Reputation: 59
I was hoping to get some advice on a GLM with Poisson family.
I have a data set with the number of bites taken by each individual over a period of time. As the individuals observed were feeding for different periods of time, when I calculated the bite rate for each individual as bites/minute, I have ended up with non-integer numbers. Now, based on what I have read so far, I should still be able to do a GLM with a Poisson family. However, I am encountering errors and I think this may be because R is not liking the fact I'm using non-integers. Does anyone have any advice?
Example <- structure(list(Species = c("Fish1", "Fish2", "Fish3", "Fish4",
"Fish5", "Fish6", "Fish7", "Fish1", "Fish2", "Fish3", "Fish4",
"Fish5", "Fish6", "Fish7", "Fish1", "Fish2", "Fish3", "Fish4",
"Fish5", "Fish6", "Fish7"), Site = c(1, 1, 1, 1, 1, 1, 1, 2,
2, 2, 2, 2, 2, 3, 3, 3, 3, 3, 3, 3, 3), Bite_Rate = c(3.5, 7.5,
0, 0, 2.45, 5.5, 6.5, 6.5, 7.5, 8.03, 32.1, 15.6, 18.2, 19.1,
20.5, 20.5, 3.5, 5.7, 6.7, 23.2, 0)), class = c("spec_tbl_df",
"tbl_df", "tbl", "data.frame"), row.names = c(NA, -21L), spec = structure(list(
cols = list(Species = structure(list(), class = c("collector_character",
"collector")), Site = structure(list(), class = c("collector_double",
"collector")), Bite_Rate = structure(list(), class = c("collector_double",
"collector"))), default = structure(list(), class = c("collector_guess",
"collector")), skip = 1), class = "col_spec"))

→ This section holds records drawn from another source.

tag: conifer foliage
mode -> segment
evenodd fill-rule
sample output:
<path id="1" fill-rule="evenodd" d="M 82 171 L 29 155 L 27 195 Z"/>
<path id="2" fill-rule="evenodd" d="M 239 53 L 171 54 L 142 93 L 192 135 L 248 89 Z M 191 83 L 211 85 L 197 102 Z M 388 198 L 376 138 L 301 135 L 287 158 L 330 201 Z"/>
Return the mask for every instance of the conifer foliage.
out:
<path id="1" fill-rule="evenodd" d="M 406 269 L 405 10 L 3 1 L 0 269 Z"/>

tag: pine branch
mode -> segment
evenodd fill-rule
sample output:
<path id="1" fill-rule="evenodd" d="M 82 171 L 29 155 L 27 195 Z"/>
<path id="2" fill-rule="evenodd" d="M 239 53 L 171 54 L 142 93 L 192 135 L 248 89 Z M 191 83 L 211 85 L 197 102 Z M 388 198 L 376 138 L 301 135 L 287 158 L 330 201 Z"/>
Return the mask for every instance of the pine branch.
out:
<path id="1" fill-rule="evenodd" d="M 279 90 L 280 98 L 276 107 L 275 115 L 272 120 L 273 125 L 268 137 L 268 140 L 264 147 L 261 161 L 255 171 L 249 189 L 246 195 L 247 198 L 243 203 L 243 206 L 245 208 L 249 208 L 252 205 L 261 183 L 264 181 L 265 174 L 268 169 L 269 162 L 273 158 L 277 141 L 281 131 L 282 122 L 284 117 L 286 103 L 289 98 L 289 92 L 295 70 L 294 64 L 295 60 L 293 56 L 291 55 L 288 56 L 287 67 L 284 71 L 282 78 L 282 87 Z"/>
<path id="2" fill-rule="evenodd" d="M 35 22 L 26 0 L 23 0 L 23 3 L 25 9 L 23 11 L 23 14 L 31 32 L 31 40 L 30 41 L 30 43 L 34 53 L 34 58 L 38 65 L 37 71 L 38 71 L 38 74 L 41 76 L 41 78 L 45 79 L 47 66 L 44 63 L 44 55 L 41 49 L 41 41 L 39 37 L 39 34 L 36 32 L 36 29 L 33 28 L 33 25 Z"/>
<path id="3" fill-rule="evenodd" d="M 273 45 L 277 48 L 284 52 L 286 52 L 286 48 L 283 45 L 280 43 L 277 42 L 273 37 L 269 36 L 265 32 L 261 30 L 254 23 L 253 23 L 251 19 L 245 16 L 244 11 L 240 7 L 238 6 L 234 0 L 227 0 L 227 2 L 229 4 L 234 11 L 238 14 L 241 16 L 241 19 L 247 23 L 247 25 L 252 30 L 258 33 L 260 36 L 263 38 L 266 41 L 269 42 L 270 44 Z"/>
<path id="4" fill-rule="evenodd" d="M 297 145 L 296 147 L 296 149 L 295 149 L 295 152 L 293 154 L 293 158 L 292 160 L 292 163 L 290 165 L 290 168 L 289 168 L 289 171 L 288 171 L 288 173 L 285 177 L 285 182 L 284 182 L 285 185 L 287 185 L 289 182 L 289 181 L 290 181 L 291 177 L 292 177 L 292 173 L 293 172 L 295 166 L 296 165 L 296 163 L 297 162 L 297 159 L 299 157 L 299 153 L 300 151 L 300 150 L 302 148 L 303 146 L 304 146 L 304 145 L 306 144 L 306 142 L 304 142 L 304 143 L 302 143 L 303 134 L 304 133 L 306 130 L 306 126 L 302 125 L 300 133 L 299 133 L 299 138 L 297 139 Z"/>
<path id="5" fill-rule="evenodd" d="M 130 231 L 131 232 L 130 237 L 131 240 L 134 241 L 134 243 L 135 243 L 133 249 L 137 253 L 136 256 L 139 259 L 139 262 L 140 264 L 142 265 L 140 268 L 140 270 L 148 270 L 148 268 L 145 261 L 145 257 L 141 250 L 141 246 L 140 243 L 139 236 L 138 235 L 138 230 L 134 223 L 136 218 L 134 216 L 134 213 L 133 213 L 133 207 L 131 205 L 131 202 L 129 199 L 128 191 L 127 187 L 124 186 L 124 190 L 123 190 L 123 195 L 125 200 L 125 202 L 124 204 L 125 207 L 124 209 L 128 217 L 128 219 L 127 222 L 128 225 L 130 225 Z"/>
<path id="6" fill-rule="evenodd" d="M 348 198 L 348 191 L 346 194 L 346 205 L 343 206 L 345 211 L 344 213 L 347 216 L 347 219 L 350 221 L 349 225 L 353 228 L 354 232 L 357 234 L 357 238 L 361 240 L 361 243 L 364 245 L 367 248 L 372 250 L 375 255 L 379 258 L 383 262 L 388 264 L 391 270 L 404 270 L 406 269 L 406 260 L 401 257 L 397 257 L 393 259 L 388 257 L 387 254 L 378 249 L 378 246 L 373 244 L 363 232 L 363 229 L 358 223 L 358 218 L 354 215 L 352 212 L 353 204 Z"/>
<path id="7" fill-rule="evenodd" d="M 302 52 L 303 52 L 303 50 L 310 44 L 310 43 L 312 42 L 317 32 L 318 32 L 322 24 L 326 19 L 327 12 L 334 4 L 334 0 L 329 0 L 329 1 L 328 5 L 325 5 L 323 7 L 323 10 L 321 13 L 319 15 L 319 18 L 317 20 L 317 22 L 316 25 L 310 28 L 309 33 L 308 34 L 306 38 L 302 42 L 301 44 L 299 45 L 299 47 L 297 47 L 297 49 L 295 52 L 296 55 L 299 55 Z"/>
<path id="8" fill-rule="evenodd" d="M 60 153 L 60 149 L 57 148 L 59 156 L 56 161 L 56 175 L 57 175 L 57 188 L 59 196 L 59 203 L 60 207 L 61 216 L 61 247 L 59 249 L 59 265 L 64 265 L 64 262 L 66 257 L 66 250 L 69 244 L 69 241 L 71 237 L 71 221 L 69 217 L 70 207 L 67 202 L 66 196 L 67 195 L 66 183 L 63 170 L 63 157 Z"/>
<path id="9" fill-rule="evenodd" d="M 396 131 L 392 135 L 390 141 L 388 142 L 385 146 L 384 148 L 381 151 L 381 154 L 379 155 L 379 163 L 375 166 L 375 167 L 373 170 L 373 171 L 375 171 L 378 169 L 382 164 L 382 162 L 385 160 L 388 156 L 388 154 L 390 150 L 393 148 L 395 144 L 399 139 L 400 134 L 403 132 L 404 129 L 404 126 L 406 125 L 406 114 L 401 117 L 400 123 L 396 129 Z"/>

str(Example) # check structure
Example$Species<-as.factor(Example$Species) # set species as a factor
str(Example) # check structure
glm<-glm(Species~Bite_Rate, data=Example, family = poisson) # create the GLM
The error message when I run the GLM is:
Error in if (any(y < 0)) stop("negative values not allowed for the 'Poisson' family") :
missing value where TRUE/FALSE needed
In addition: Warning message:
In Ops.factor(y, 0) : ‘<’ not meaningful for factors
I don't actually have any negative values which is what throws me off a little bit. Any advice would be much appreciated!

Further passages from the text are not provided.